Tantissime cose, ma quella più eclatante è il Castello di Miramare. Avevamo in programma di visitarlo la mattina dell’ultimo giorno, prima del nostro spostamento verso la Valpolicella, ultima tappa del nostro viaggio. Purtroppo però, forse complice la data sfortunata (sabato 14 agosto), abbiamo trovato tantissimo traffico. Dopo un’ora di fila quasi ferma tra la Barcola e l’unica entrata del castello, ci siamo arenati e siamo tornati indietro. Il Castello però merita. L’avevo già visto (solo dall’esterno), in un soggiorno precedente a Trieste, ma anche in questo caso meglio scegliere una data migliore per visitarlo.
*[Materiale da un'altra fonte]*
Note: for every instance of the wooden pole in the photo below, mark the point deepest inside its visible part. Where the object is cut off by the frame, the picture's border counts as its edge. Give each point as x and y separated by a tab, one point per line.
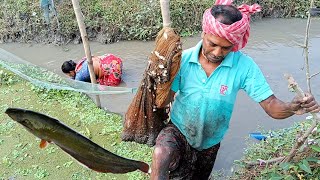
165	11
85	41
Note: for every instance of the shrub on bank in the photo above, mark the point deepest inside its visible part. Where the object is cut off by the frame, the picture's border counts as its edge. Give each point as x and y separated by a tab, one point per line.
109	21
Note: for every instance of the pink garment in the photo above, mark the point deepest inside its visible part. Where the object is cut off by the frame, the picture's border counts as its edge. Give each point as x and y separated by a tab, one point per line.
238	32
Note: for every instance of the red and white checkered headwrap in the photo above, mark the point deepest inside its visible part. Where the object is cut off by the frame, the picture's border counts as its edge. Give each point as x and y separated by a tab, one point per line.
238	32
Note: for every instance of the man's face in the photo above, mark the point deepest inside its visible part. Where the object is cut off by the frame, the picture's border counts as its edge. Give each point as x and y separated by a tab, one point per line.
215	48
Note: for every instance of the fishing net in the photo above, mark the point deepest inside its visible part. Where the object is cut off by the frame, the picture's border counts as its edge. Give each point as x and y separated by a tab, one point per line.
145	118
44	78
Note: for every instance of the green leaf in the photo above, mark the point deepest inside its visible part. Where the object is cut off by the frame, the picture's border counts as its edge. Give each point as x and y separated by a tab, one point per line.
312	159
286	166
315	147
304	165
275	176
289	177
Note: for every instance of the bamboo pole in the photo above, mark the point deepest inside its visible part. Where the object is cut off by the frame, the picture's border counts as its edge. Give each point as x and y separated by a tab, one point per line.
85	41
306	49
165	11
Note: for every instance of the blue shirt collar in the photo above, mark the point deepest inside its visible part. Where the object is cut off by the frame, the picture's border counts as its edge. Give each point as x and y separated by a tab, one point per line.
228	61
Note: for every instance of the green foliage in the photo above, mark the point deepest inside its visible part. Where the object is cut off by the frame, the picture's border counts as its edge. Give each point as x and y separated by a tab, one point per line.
305	165
6	78
20	155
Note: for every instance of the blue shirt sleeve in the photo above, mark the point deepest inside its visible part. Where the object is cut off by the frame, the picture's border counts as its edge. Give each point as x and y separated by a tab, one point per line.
176	82
83	74
255	84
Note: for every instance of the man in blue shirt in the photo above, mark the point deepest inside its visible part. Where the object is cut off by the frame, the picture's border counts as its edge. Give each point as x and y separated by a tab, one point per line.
204	91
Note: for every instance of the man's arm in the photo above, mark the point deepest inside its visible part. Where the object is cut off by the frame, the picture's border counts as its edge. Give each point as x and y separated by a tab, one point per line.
278	109
169	99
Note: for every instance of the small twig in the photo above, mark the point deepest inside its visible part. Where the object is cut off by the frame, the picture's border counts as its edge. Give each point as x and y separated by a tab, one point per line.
303	138
314	75
306	49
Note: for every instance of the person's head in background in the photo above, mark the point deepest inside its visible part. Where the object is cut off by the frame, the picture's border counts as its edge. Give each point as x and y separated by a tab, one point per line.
68	68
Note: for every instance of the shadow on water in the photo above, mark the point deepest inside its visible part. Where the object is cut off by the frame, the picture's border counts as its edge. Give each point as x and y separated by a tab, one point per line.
273	44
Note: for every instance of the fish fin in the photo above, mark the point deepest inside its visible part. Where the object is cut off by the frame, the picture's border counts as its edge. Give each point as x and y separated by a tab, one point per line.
43	144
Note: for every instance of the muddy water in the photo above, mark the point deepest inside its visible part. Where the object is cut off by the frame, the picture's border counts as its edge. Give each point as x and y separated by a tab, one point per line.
274	44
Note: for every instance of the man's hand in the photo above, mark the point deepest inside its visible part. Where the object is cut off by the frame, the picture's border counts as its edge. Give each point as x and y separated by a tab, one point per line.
300	105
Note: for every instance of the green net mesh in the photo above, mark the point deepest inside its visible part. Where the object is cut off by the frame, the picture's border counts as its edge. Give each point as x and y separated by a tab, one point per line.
44	78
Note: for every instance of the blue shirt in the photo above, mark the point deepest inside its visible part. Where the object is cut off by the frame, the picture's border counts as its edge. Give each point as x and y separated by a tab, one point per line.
203	105
83	74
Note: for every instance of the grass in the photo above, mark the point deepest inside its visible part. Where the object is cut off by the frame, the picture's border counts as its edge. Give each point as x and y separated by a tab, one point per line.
20	155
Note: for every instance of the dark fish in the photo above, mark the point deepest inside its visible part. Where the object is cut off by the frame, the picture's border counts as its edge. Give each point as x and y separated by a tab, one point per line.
81	148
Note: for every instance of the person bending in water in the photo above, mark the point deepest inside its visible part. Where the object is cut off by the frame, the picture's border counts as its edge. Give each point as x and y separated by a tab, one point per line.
107	68
204	93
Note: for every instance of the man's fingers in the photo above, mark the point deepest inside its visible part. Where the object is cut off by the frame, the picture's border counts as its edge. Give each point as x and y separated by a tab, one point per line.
314	109
309	105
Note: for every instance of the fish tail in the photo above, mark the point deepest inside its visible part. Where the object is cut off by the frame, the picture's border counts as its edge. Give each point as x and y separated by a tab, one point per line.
144	167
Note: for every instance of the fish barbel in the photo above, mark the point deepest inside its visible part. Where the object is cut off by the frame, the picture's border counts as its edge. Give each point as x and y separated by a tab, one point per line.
85	151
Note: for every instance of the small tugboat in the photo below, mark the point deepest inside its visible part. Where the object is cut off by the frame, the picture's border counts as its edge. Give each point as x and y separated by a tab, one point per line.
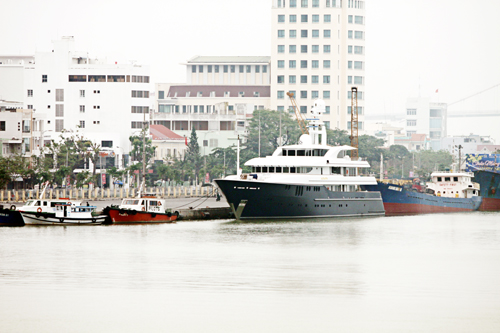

Torneremo sicuramente a Trieste e questa sarà senz’altro la prima tappa!

Dove (non) dormire a Trieste

Noi abbiamo scelto (su Booking) il Residence Le Beccherie, in via Del Pane, proprio all’interno del Ghetto ebraico. Un piccolo appartamento molto carino esteticamente ma non proprio funzionale. La zona è sicuramente centralissima (siamo praticamente dietro a Piazza dell’Unità) ma non tornerei più al ghetto. In primis perchè è un quartiere molto caotico, soprattutto in estate. Pieno di ristoranti e tavoli esterni che popolano le due strade principali: è scenografico ma è impossibile tenere le finestre aperte di sera. Di notte la zona non si spegne e il gozzovigliamento fino a tarda notte influisce anche sulla pulizia (e gli odori) delle strette viuzze sede di ristoranti e negozi di antiquariato. Ma è davvero l’unica nota meno positiva del soggiorno. Nel prossimo viaggio a Trieste, che sicuramente faremo, sceglieremo una zona un po’ meno al centro della movida.

Mi auguro che questo articolo possa essere utile per darvi spunti sul vostro itinerario a Trieste. Se volete aggiungere qualche must da vedere, lasciate un commento.